Getting the camera to focus properly on the coin entails some effort, but the results should be worth it. A final word on focus. The above steps assume that you are using your camera's auto focus feature. However, if you have followed the above steps (don't get closer than the minimum focus distance, set the camera to macro mode, and use spot focus) and you still have trouble getting the coin in focus, try focusing you camera manually. You may find that with your camera manual focus, is faster and more dependable than auto focus.

A couple of words about tripods/copystands and close-up photography. Use one. As you get closer to an object any motion of the camera is greatly magnified. Even a surgeon probably doesn't have hands steady enough to take a good coin photo without using a tripod or copystand. A sturdy tripod or copystand is essential for sharp images.

We mentioned above that the other key to good coin photography is the lighting. You have probably already discovered that unless you are using a special ring flash, an on-camera flash does not lead to good coin photos. Not only is the camera's flash too bright at such a close distance, but it is probably in the wrong position to actually light up the coin properly. On camera flashes were designed for medium range shots, not extreme close-ups. The good news is that because the camera is so close to the coin and because you are using a tripod, you can use a relatively weak light for coin photography.
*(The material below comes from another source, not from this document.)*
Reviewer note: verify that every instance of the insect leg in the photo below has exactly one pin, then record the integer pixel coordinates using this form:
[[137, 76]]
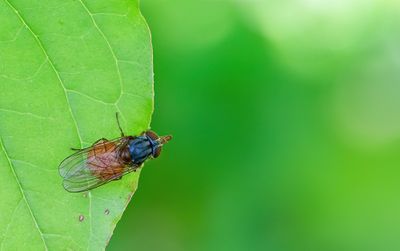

We prefer daylight balanced compact fluorescent bulbs. Not only do they provide nice natural colored light, but they produce very little heat so they can be left on for long photo sessions without heating the coin, the camera or the photographer. Compact fluorescent bulbs fit in standard light fixtures, so a simple adjustable desk lamp fitted with a daylight balanced compact fluorescent bulb makes an excellent (and very low cost) light source for coin photography. (If you can't locate a daylight balanced compact fluorescent bulb, you can use a standard 60 watt light bulb. However you will need to compensate for the yellowish color cast it will produce. You can compensate for the color either with your camera's white balance (WB) setting or with imaging software).